KEDA (Kubernetes Event-Driven Autoscaling) scales Deployments, StatefulSets, and Jobs based on external event sources — queue depth, stream lag, database row counts, Prometheus queries, HTTP rate — instead of just CPU and memory. Crucially, it can scale a workload all the way down to zero replicas when there is nothing to do, and back up again when work arrives.

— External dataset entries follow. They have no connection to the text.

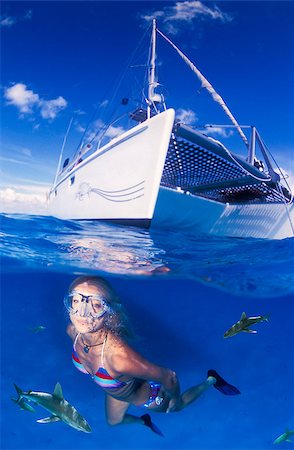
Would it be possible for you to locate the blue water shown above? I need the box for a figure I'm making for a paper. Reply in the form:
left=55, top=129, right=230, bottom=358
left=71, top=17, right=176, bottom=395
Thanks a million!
left=1, top=215, right=294, bottom=450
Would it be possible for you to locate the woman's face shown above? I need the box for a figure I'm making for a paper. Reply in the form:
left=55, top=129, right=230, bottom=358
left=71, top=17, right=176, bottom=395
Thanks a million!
left=70, top=282, right=109, bottom=333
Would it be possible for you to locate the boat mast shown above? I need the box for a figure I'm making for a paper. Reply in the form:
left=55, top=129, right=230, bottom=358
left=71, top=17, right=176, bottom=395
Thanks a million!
left=53, top=117, right=73, bottom=186
left=147, top=19, right=157, bottom=119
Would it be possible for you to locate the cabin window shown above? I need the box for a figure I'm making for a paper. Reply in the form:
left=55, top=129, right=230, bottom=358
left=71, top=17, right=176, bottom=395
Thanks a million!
left=62, top=158, right=69, bottom=169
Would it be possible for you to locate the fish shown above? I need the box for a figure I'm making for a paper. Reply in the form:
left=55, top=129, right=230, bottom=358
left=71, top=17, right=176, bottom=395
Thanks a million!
left=31, top=325, right=46, bottom=334
left=11, top=398, right=36, bottom=412
left=224, top=312, right=268, bottom=338
left=274, top=428, right=294, bottom=444
left=13, top=383, right=92, bottom=433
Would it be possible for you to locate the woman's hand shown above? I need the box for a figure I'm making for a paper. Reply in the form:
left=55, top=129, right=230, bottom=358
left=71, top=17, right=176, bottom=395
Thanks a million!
left=166, top=397, right=180, bottom=413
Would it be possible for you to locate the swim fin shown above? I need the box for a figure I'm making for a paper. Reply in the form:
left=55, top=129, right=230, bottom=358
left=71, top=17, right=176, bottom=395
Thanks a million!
left=141, top=414, right=164, bottom=437
left=207, top=369, right=241, bottom=395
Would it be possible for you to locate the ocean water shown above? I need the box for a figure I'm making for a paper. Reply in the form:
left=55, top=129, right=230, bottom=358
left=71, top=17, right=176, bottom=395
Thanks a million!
left=1, top=215, right=294, bottom=450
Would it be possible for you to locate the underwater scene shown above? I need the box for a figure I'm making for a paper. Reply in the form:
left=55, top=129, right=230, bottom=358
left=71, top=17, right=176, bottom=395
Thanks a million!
left=1, top=214, right=294, bottom=450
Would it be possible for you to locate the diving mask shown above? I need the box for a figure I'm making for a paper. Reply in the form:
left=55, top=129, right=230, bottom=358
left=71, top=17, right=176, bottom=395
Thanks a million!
left=64, top=291, right=110, bottom=319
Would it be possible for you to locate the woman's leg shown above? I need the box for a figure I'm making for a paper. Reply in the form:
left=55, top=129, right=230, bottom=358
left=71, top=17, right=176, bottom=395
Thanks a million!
left=105, top=395, right=144, bottom=425
left=175, top=377, right=216, bottom=412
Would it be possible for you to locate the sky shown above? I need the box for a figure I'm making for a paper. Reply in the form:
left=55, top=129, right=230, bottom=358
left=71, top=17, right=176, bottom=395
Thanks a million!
left=0, top=0, right=294, bottom=214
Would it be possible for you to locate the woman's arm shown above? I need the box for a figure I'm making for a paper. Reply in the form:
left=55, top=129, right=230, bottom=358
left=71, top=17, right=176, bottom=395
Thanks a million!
left=66, top=323, right=77, bottom=340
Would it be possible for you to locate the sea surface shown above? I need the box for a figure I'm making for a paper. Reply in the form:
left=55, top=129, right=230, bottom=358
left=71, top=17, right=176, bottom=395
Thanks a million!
left=0, top=214, right=294, bottom=450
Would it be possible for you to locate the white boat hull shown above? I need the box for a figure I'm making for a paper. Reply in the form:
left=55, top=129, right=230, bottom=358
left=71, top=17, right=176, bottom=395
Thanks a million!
left=49, top=109, right=174, bottom=224
left=152, top=187, right=294, bottom=239
left=49, top=109, right=294, bottom=239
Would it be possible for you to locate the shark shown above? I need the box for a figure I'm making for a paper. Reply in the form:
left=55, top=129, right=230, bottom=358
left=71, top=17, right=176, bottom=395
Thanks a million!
left=224, top=312, right=268, bottom=338
left=274, top=428, right=294, bottom=444
left=12, top=383, right=92, bottom=433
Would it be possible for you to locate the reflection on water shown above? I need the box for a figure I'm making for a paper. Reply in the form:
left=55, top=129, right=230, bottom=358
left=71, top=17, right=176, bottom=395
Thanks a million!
left=0, top=215, right=294, bottom=297
left=65, top=233, right=170, bottom=275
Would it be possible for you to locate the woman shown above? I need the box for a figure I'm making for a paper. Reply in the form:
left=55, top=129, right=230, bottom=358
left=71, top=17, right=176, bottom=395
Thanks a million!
left=65, top=276, right=240, bottom=435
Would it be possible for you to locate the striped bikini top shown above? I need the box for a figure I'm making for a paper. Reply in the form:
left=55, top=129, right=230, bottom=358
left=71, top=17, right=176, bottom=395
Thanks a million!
left=72, top=333, right=129, bottom=390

Architecturally KEDA is small. The operator watches ScaledObject and ScaledJob CRDs, and for each one it reconciles a standard Kubernetes HPA behind the scenes. The scale-to-zero behavior is handled by the operator itself, because HPA alone cannot cross the 0⇔1 boundary. The metrics adapter implements the Kubernetes external metrics API, so the HPA can fetch “messages in queue” from KEDA rather than from an in-cluster metrics server. The actual event sources are exposed as “scalers” — over 60 of them, including Kafka, RabbitMQ, AWS SQS, Azure Service Bus, Redis streams, Prometheus, MongoDB, and NATS — each a Go package in the KEDA repo.
KEDA was started by Microsoft and Red Hat, donated to the CNCF, and graduated in 2023. It is the standard answer for “my worker should run zero pods when the Kafka topic is empty,” and the underlying building block for serverless stacks like Azure Container Apps and the HTTP add-on for scale-from-zero on web workloads.